Deduplicating 2BI records for supply chain platform
A supply chain management platform needed a specialized team to improve their data enrichment process. After seeing a talk from Flavio Juvenal, one of our partners, on record linkage for vast amounts of data, they realized it could be the piece they were missing to crack the puzzle. You can also check Flavio’s talk and the Jupyter Notebook code here.
Client Vision and Key Challenges:
Our client needed help with the massive amount of data they had to process. Since part of their business is trade-related, they consistently sought improved ways to clean, group, and deduplicate their data. They contacted us because they needed a specialist team to improve these steps in the data enrichment process.
To do that, we began working closely with their infrastructure and data science teams on their ETL pipeline. On the data science side, we aimed to increase the accuracy of their deduplication efforts within that pipeline. The scale was also essential for them, as we should still process over 2 billion records in a couple of hours.
On the infrastructure side, we had to work alongside their team to implement good practices and ensure our work would be easy to replicate so that their platform would be more straightforward for other teams to consume.
Data science front
Increasing accuracy required us to delve deep into their ETL pipeline and work to improve all steps, from pre-processing and cleaning to clustering and community detection. As for tools, we worked on a workflow inside Apache Airflow, built on Kubernetes.
The beginning of the work presented a challenge: with their scale, we needed to use async.io to parallelize our communication with the database and use multiprocessing to keep processing and transforming our data on multiple threads. Plugging both with the minimum amount of bottlenecks is no easy feat.
After that, we realized that the indexing in the dedupe lib, a community standard for such efforts, would not reach the scale we needed. Their indexes needed to be more complex to better accommodate the type of records we had. To better determine indexes without comparing all the records to all others, increasing exponentially the time the process took, we had to plug scikit-learn into the indexing process dedupe used, radically improving its speed and reducing comparison time.
We couldn’t be restricted only to the Python scripts to deliver the improvements they needed. We had to work side-by-side with their data team. So, after ensuring efficiency was not an issue here, we shifted towards their train-validate-test cycle.
Their team didn’t know which classifications would best compare their records. So, we prepared multiple proofs of concept for them to choose the best performer while instructing them on the technical tradeoffs of each choice.
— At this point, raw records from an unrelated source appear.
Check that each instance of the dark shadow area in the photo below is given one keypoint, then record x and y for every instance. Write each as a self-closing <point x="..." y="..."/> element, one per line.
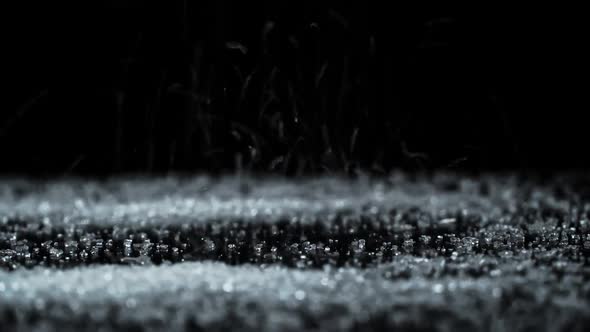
<point x="292" y="87"/>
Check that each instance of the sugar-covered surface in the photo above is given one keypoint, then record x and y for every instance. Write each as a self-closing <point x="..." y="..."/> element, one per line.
<point x="443" y="252"/>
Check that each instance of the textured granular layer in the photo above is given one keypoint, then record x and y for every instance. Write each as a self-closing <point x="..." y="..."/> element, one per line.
<point x="442" y="252"/>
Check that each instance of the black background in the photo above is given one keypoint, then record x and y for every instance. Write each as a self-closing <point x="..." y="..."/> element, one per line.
<point x="158" y="86"/>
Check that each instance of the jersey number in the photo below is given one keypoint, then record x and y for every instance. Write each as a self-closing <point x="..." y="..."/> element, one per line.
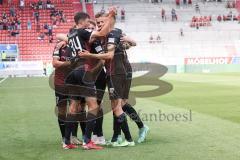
<point x="75" y="45"/>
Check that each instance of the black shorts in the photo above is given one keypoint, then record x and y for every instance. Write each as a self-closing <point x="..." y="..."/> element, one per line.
<point x="128" y="85"/>
<point x="80" y="84"/>
<point x="101" y="84"/>
<point x="60" y="98"/>
<point x="118" y="86"/>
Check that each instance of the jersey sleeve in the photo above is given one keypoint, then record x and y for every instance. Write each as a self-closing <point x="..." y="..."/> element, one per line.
<point x="96" y="45"/>
<point x="113" y="38"/>
<point x="85" y="34"/>
<point x="56" y="53"/>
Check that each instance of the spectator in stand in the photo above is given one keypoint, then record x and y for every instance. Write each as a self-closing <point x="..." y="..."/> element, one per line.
<point x="18" y="24"/>
<point x="174" y="15"/>
<point x="36" y="15"/>
<point x="49" y="4"/>
<point x="9" y="2"/>
<point x="230" y="16"/>
<point x="197" y="8"/>
<point x="22" y="4"/>
<point x="50" y="30"/>
<point x="151" y="39"/>
<point x="178" y="3"/>
<point x="40" y="4"/>
<point x="158" y="38"/>
<point x="181" y="32"/>
<point x="50" y="39"/>
<point x="122" y="14"/>
<point x="219" y="18"/>
<point x="185" y="2"/>
<point x="29" y="24"/>
<point x="1" y="24"/>
<point x="41" y="36"/>
<point x="45" y="26"/>
<point x="163" y="14"/>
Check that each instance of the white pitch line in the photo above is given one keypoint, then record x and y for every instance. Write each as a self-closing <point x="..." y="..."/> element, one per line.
<point x="3" y="79"/>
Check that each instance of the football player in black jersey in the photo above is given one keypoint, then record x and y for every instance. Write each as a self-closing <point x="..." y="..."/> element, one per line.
<point x="80" y="80"/>
<point x="96" y="48"/>
<point x="116" y="80"/>
<point x="127" y="42"/>
<point x="61" y="58"/>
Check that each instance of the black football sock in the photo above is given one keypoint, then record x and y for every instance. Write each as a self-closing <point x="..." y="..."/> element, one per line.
<point x="115" y="126"/>
<point x="99" y="122"/>
<point x="61" y="127"/>
<point x="83" y="122"/>
<point x="122" y="121"/>
<point x="75" y="129"/>
<point x="90" y="124"/>
<point x="116" y="129"/>
<point x="131" y="112"/>
<point x="69" y="123"/>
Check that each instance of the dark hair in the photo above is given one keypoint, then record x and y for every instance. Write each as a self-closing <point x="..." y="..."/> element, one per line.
<point x="92" y="22"/>
<point x="80" y="16"/>
<point x="101" y="14"/>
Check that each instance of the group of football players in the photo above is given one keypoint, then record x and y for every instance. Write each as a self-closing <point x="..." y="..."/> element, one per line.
<point x="91" y="57"/>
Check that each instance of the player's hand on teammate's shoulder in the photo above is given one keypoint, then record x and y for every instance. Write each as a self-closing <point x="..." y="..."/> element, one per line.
<point x="60" y="44"/>
<point x="124" y="39"/>
<point x="84" y="53"/>
<point x="112" y="11"/>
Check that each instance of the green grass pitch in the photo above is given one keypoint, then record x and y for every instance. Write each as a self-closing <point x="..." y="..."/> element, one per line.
<point x="29" y="131"/>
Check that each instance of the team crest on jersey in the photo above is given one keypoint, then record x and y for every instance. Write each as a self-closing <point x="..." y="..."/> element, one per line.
<point x="98" y="48"/>
<point x="111" y="90"/>
<point x="111" y="40"/>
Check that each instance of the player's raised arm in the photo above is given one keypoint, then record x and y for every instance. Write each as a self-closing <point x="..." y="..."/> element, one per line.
<point x="62" y="37"/>
<point x="129" y="40"/>
<point x="104" y="56"/>
<point x="56" y="56"/>
<point x="107" y="27"/>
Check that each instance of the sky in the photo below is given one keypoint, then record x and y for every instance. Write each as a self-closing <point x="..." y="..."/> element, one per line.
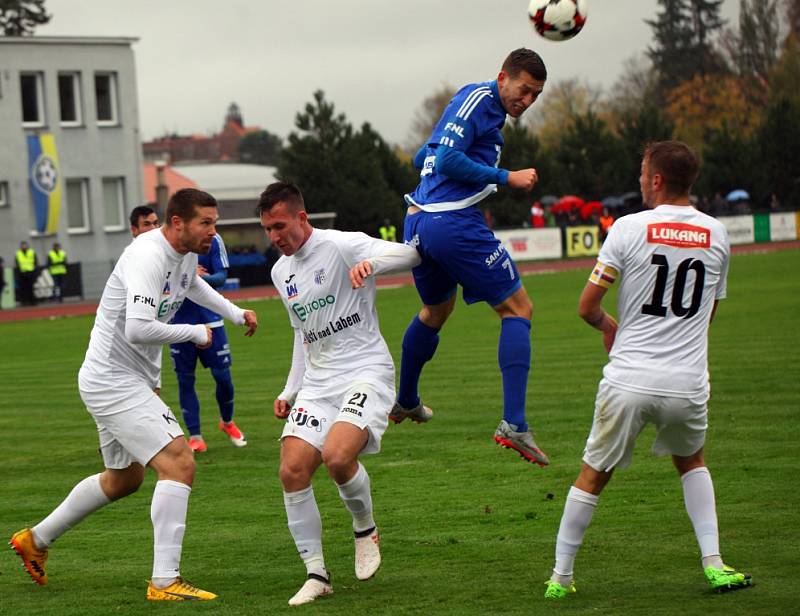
<point x="375" y="60"/>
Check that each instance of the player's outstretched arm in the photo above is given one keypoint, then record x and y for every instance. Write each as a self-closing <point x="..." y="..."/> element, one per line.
<point x="591" y="310"/>
<point x="387" y="257"/>
<point x="524" y="179"/>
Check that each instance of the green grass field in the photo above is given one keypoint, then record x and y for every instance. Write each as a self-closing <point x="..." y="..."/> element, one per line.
<point x="467" y="527"/>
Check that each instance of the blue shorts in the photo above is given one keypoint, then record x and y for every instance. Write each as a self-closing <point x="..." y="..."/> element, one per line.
<point x="218" y="355"/>
<point x="457" y="248"/>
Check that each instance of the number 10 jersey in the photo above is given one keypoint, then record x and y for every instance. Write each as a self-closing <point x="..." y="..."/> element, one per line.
<point x="673" y="261"/>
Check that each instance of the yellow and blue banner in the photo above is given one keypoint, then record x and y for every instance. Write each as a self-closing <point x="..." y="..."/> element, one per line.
<point x="45" y="181"/>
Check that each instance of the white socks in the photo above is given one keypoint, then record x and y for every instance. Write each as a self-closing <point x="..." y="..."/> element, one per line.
<point x="357" y="497"/>
<point x="698" y="495"/>
<point x="578" y="512"/>
<point x="85" y="498"/>
<point x="168" y="513"/>
<point x="306" y="528"/>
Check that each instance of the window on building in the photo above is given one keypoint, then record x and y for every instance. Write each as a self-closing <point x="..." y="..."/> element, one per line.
<point x="78" y="205"/>
<point x="31" y="85"/>
<point x="113" y="204"/>
<point x="105" y="94"/>
<point x="69" y="99"/>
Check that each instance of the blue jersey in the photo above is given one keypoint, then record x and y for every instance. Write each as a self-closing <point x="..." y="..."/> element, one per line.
<point x="471" y="124"/>
<point x="216" y="263"/>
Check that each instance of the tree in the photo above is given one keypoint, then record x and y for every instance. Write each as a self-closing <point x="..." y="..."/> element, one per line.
<point x="683" y="34"/>
<point x="637" y="128"/>
<point x="353" y="173"/>
<point x="564" y="100"/>
<point x="427" y="115"/>
<point x="700" y="106"/>
<point x="753" y="50"/>
<point x="590" y="160"/>
<point x="778" y="142"/>
<point x="260" y="148"/>
<point x="785" y="77"/>
<point x="20" y="17"/>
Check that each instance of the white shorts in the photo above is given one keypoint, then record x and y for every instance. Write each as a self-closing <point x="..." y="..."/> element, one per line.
<point x="133" y="433"/>
<point x="363" y="404"/>
<point x="621" y="415"/>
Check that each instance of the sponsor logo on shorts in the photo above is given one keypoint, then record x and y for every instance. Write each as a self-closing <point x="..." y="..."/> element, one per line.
<point x="166" y="306"/>
<point x="300" y="417"/>
<point x="304" y="310"/>
<point x="678" y="235"/>
<point x="492" y="258"/>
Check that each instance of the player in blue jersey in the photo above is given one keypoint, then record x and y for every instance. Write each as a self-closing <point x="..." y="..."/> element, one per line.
<point x="213" y="268"/>
<point x="459" y="168"/>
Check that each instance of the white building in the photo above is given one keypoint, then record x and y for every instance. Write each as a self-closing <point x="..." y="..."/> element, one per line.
<point x="78" y="96"/>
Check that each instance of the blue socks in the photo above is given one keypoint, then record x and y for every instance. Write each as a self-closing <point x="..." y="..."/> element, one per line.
<point x="419" y="346"/>
<point x="190" y="405"/>
<point x="224" y="392"/>
<point x="514" y="357"/>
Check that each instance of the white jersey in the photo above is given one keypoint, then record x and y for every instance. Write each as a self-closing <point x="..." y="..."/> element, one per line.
<point x="674" y="263"/>
<point x="149" y="282"/>
<point x="339" y="325"/>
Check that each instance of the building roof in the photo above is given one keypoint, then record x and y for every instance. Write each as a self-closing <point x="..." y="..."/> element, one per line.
<point x="175" y="181"/>
<point x="68" y="40"/>
<point x="229" y="181"/>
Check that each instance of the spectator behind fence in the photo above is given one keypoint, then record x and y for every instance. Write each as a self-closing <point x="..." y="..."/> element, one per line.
<point x="57" y="264"/>
<point x="26" y="269"/>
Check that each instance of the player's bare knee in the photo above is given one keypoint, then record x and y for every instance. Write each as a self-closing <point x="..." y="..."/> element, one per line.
<point x="684" y="464"/>
<point x="340" y="464"/>
<point x="294" y="475"/>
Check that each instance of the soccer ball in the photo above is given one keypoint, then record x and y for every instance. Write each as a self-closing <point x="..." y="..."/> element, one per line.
<point x="557" y="20"/>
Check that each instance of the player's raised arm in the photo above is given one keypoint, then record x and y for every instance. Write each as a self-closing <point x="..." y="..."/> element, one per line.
<point x="202" y="293"/>
<point x="373" y="256"/>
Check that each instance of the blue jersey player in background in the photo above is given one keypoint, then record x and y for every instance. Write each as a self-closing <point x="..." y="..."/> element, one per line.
<point x="213" y="268"/>
<point x="459" y="168"/>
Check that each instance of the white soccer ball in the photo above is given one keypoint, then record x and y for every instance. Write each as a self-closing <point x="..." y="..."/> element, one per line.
<point x="557" y="20"/>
After comparing, we got a percentage of how likely each record was to be the same as another. Now, it was time to cluster the comparison pairs to understand which companies were, in fact, duplicates. Here, we used the community standards of scikit and pandas, but since they were not fast enough, we invested some time optimizing how they communicated with multiprocessing.
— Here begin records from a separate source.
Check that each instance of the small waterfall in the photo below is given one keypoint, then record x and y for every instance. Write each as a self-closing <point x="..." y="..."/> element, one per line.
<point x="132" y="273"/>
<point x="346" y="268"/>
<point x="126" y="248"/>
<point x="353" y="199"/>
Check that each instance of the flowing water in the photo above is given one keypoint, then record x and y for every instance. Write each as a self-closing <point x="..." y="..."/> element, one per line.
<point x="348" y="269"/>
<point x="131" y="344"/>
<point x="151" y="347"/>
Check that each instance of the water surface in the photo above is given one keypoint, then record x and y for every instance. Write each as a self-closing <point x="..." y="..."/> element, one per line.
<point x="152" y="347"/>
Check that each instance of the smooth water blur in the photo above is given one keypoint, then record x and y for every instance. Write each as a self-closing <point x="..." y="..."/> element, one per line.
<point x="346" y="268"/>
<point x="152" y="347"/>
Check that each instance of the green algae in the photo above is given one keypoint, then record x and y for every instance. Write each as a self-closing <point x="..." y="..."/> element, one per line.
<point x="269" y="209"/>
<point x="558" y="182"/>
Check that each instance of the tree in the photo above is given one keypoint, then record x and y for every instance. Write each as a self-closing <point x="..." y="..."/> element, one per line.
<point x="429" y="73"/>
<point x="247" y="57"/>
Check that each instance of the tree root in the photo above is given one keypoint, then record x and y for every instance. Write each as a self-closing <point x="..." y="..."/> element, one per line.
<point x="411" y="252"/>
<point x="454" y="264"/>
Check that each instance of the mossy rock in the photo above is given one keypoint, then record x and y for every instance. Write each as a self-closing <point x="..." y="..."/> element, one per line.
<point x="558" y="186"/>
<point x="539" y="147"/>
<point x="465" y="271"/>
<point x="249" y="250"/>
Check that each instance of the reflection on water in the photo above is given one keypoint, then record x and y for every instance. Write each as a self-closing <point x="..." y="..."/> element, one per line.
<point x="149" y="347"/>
Finally, we connected with their data science team to validate the efficiency and trade-offs of each clustering algorithm, creating more proofs of concept, so they could decide on the ideal one for their needs.
They had a large infrastructure team that had to attend to multiple other teams and their needs. One of those needs was that an infrastructure expert was required whenever a Python developer or data scientist wanted to run an experiment. Our work with them was focused on guiding them on documentation and methods needed for developers to no longer require them for this specific job. The work took four steps:
- Understand their more recurrent complaints from other teams and the automation they already had in place;
- Focus on Developer UX, better defining how some methods should work, what kind of parameters to use, and how to fetch some automatically whenever possible;
- Then, we moved to automated tests to enforce this way of working and let the Python developers know what went wrong, so they could correct mistakes and try again without an infrastructure expert on their side;
- Finally, we helped them document everything and write how-tos, so other teams could understand the architecture, ideas, risks, and changes they had in mind for the future.
In the end, we reached their goal of 2 billion records in a couple of hours, with improved accuracy while raising their understanding of the performance of classification and clustering algorithms.
Our work on the infrastructure team also freed them of the necessary participation in time-consuming experiments, freeing their time to focus on other tasks in their roadmap. Other teams also reported increased satisfaction with their work as more problems could be solved independently.